Previously, the Toyopet, which existed before it became a dealership name, was both a car name and a separate brand from Toyota.

Vehicles sold at Toyopet Store:

Mark X☆, SAI☆, Mirai★, Premio☆, Prius★, Aqua★, Belta☆, Mark X ZiO☆, Succeed☆, Ractis☆, Auris☆, Blade☆, GT-86 (ZN6)☆, Porte☆, Harrier☆, Vanguard (3rd gen RAV4)☆, Esquire☆, Rush☆, C-HR☆, Avensis☆, Alphard★, Comfort☆, HiAce★, ToyoAce☆, Tank☆, Sienta★, Pixis Space☆, Raize★, Mark II☆, Mark II Qualis☆, Mark II Blit☆, Corona☆, Corona EXiV☆, Corona Coupe☆, Corsa☆, Opa☆, Avalon☆, Progrès☆, Cami☆, ist☆, Platz☆, Soarer☆, Hilux★, Cynos☆, Regius☆, Celsior☆, Origin☆, Caldina☆, Ipsum☆.

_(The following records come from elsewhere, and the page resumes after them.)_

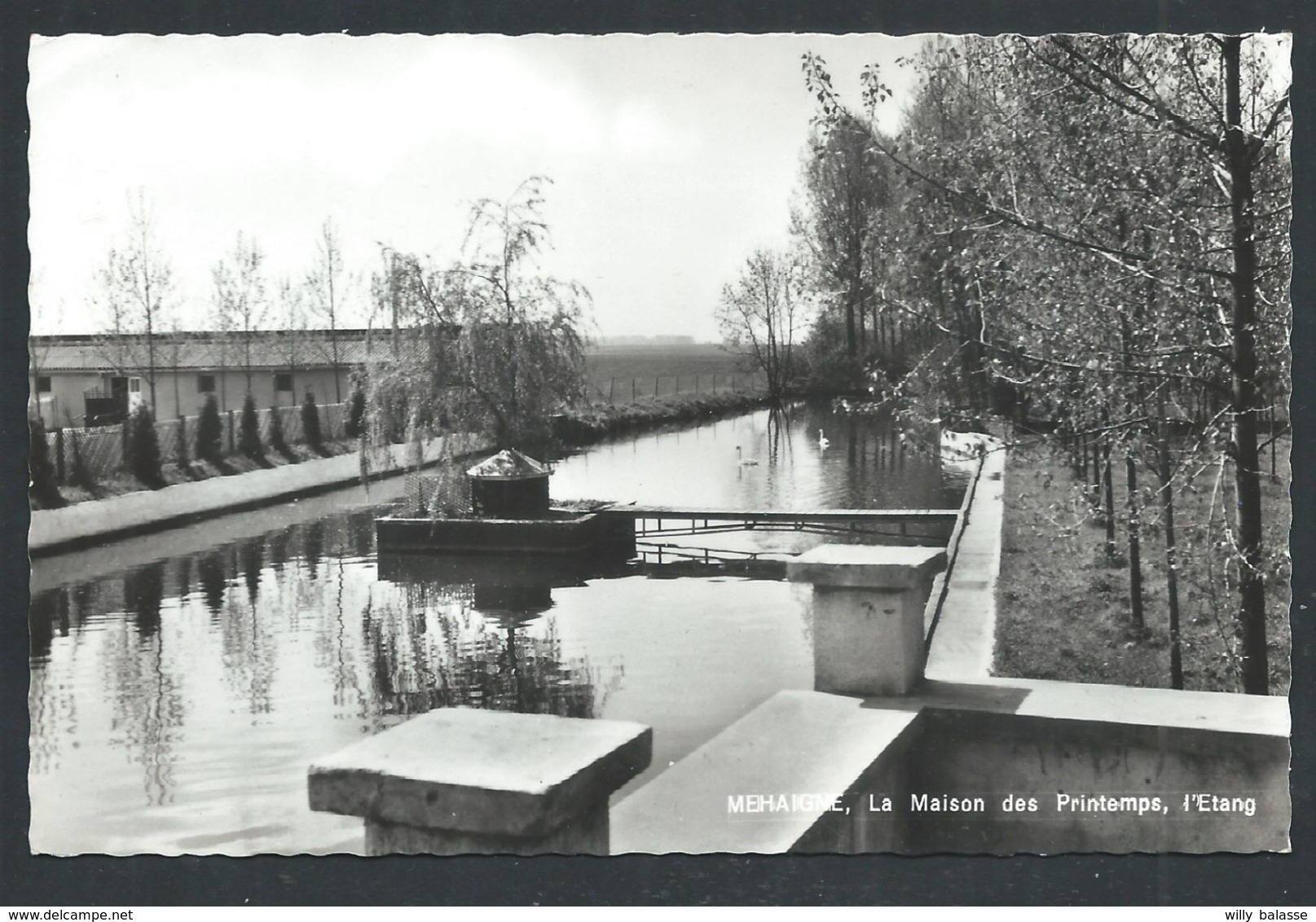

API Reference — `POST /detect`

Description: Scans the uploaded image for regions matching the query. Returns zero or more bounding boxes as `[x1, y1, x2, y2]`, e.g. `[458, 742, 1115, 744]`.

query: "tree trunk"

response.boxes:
[1102, 442, 1117, 560]
[1124, 454, 1147, 634]
[1157, 399, 1183, 688]
[1222, 36, 1270, 695]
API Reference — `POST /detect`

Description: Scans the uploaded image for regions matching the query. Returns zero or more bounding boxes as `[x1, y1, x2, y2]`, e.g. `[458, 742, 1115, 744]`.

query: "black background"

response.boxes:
[0, 0, 1316, 909]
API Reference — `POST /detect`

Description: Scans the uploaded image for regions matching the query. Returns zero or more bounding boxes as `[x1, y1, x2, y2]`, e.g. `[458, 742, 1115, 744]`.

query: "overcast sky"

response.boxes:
[28, 36, 920, 340]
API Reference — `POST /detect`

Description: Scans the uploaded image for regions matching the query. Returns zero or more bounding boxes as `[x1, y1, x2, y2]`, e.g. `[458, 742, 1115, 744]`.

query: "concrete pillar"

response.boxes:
[786, 545, 946, 695]
[306, 708, 653, 855]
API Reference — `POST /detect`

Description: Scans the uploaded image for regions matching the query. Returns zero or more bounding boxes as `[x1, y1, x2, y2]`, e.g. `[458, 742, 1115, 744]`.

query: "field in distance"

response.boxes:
[586, 343, 758, 400]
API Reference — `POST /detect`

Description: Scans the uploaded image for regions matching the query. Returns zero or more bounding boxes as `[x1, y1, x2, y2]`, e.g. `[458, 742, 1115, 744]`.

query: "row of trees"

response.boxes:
[52, 176, 590, 460]
[768, 36, 1291, 693]
[55, 200, 355, 418]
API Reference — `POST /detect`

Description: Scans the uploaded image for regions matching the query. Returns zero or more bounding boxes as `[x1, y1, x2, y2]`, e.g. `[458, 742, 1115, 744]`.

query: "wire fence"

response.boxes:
[590, 371, 764, 404]
[46, 402, 347, 483]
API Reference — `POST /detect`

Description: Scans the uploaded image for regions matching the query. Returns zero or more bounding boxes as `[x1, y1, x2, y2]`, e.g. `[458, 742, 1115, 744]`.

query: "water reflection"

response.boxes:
[375, 554, 623, 717]
[28, 408, 958, 854]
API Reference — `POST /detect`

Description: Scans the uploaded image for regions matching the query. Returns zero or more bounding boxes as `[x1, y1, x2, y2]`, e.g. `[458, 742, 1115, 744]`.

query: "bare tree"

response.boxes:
[210, 233, 270, 393]
[306, 218, 345, 404]
[99, 191, 174, 411]
[274, 273, 306, 406]
[717, 250, 809, 402]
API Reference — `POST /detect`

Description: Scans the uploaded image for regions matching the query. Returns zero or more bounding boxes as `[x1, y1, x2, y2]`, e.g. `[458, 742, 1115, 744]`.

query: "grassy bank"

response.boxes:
[995, 439, 1291, 695]
[39, 441, 357, 509]
[558, 392, 764, 445]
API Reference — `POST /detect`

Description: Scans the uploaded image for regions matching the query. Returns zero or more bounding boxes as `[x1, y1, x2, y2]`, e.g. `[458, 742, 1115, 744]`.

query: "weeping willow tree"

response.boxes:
[366, 176, 590, 468]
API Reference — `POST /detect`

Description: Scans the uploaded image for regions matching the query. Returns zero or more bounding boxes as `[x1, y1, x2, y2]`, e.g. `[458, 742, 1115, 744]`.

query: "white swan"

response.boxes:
[941, 430, 1001, 462]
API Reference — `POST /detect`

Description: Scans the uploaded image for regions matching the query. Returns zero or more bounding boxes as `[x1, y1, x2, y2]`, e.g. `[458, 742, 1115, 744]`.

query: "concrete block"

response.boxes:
[612, 692, 918, 854]
[308, 708, 653, 854]
[786, 545, 946, 589]
[787, 545, 946, 695]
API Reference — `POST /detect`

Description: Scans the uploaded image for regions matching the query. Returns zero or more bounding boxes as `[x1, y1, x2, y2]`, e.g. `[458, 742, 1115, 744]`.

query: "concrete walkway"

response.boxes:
[924, 450, 1006, 681]
[28, 436, 479, 556]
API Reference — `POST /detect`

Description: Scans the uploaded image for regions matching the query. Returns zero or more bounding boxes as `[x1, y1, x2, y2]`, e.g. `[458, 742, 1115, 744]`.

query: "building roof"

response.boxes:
[466, 449, 548, 480]
[28, 330, 442, 372]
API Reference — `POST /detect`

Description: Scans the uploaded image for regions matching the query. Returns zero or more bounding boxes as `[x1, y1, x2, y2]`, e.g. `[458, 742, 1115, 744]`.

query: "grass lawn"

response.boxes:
[995, 438, 1291, 695]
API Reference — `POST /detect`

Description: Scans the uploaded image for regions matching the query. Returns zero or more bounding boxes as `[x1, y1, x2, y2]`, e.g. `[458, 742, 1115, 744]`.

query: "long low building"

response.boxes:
[29, 329, 416, 428]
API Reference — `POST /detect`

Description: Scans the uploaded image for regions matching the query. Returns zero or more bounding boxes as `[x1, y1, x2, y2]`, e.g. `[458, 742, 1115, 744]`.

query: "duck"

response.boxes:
[736, 445, 758, 467]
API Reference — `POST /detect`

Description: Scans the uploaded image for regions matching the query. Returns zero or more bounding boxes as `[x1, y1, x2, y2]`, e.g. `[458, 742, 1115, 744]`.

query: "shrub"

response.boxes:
[28, 415, 64, 509]
[301, 391, 321, 449]
[125, 404, 163, 486]
[174, 417, 191, 471]
[68, 430, 96, 492]
[344, 381, 366, 438]
[238, 393, 265, 460]
[270, 406, 288, 455]
[196, 393, 224, 463]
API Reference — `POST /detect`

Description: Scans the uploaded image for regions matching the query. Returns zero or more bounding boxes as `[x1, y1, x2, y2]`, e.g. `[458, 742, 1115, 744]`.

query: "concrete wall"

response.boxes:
[28, 366, 353, 430]
[896, 709, 1290, 855]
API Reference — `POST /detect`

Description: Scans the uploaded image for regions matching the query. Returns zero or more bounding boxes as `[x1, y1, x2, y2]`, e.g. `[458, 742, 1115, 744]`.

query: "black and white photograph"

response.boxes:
[12, 18, 1294, 899]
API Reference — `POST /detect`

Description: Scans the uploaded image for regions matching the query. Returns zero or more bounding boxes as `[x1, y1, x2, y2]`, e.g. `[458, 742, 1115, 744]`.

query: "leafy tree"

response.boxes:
[368, 178, 590, 447]
[124, 404, 165, 486]
[196, 393, 224, 464]
[794, 113, 891, 381]
[28, 413, 64, 509]
[717, 250, 809, 402]
[805, 36, 1290, 693]
[238, 393, 265, 460]
[301, 389, 323, 449]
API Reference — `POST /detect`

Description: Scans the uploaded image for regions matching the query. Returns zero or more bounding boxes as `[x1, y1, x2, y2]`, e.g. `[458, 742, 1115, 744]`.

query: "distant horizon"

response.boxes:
[28, 34, 924, 342]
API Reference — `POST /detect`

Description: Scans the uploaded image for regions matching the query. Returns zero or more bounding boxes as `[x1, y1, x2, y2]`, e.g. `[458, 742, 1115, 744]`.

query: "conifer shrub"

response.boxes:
[238, 393, 265, 460]
[344, 381, 366, 438]
[301, 391, 323, 449]
[196, 393, 224, 464]
[68, 430, 96, 494]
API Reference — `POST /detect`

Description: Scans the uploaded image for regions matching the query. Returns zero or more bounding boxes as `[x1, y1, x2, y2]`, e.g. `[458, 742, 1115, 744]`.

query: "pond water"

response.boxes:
[29, 406, 963, 855]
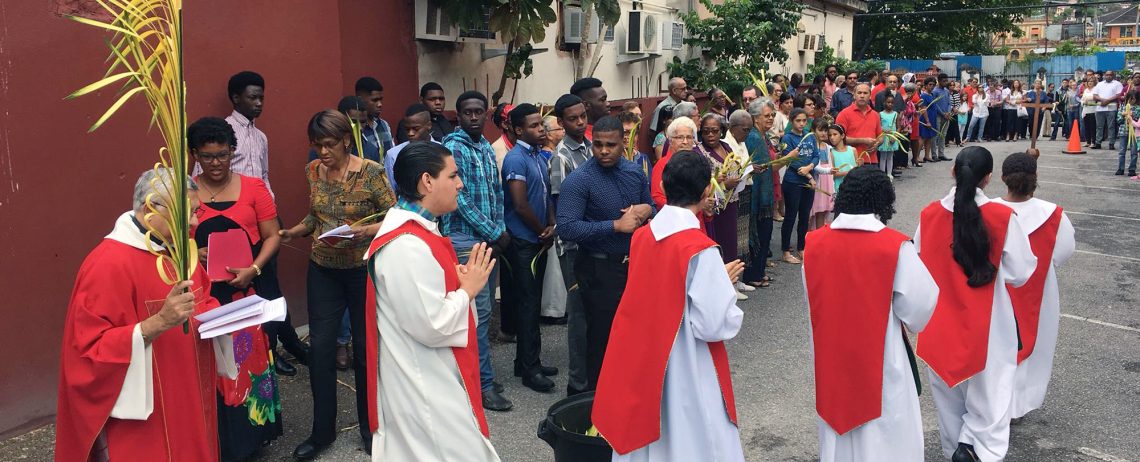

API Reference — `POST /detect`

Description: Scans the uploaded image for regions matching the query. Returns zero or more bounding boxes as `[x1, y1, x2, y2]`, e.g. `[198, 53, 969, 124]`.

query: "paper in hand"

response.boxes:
[317, 225, 356, 245]
[734, 164, 752, 194]
[194, 295, 286, 340]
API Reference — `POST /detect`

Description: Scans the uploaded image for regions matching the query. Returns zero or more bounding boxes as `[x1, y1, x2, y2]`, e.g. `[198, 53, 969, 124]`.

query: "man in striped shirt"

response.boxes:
[440, 91, 513, 411]
[194, 71, 274, 194]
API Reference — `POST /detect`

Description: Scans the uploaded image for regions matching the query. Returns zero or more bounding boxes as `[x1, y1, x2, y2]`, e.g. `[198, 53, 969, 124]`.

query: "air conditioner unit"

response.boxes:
[625, 9, 661, 54]
[415, 0, 499, 43]
[796, 32, 820, 51]
[562, 7, 602, 44]
[661, 21, 685, 50]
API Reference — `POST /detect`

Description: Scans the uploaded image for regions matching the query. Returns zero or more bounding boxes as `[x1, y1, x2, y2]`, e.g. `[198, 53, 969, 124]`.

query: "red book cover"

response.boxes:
[206, 229, 253, 282]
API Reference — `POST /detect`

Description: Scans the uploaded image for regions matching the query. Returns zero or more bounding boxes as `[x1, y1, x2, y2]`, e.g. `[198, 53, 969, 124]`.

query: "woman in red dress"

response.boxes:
[187, 117, 282, 461]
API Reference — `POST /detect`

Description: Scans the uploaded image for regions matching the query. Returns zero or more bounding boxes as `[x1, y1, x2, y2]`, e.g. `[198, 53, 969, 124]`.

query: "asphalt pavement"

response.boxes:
[0, 140, 1140, 462]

=== Toyota Corolla Store ===

Vehicles sold at Toyota Corolla Store (starting 1966), formerly Publica Store:

SAI☆, Camry☆, Prius★, Aqua★, Corolla★, Corolla Axio☆, Corolla Fielder☆, GR86★, Belta☆, Spade☆, Probox★, Corolla Rumion☆, C-HR☆, Ractis☆, Passo☆, Raize★, Corolla Spacio☆, Vanguard (3rd gen RAV4)☆, Roomy★, Estima☆, Noah★, Avensis☆, Sienta★, TownAce★, Pixis lineup★, Publica☆, Tercel☆, Windom☆, Scepter Sedan ☆, Corolla Ceres☆, Origin☆, Nadia☆, WiLL☆, RAV4★, Sports 800☆, Celica☆, Supra☆, Corolla Levin☆, Celica XX☆, Celica Camry☆.

=== Netz Store===

Vehicles sold at Netz Store (starting 1998), Toyota Vista Store (1980–1998), Toyota Auto Store (1967–1998):

Vitz☆, Yaris★, SAI☆, Prius★, Aqua★, ist☆, Auris☆, bB☆, Avensis☆, Raum☆, Spade☆, Wish☆, Voxy★, Raize★, RAV4★, C-HR☆, Kluger☆, Sera☆, Vellfire★, iQ☆, Allex☆, Tank☆, Pixis lineup★, Fun Cargo☆, Pronard☆, Altezza☆, Verossa☆, Curren☆, Aristo☆, MR-S☆, MR2☆, Starlet☆, Vista☆, Cresta☆, Sprinter☆, Voltz☆, Blizzard☆, Chaser☆, Sprinter Marino☆, Carib☆, Granvia☆, Sprinter Trueno☆, LiteAce★, Ipsum☆, GR86★, WiLL (1999–2004)☆.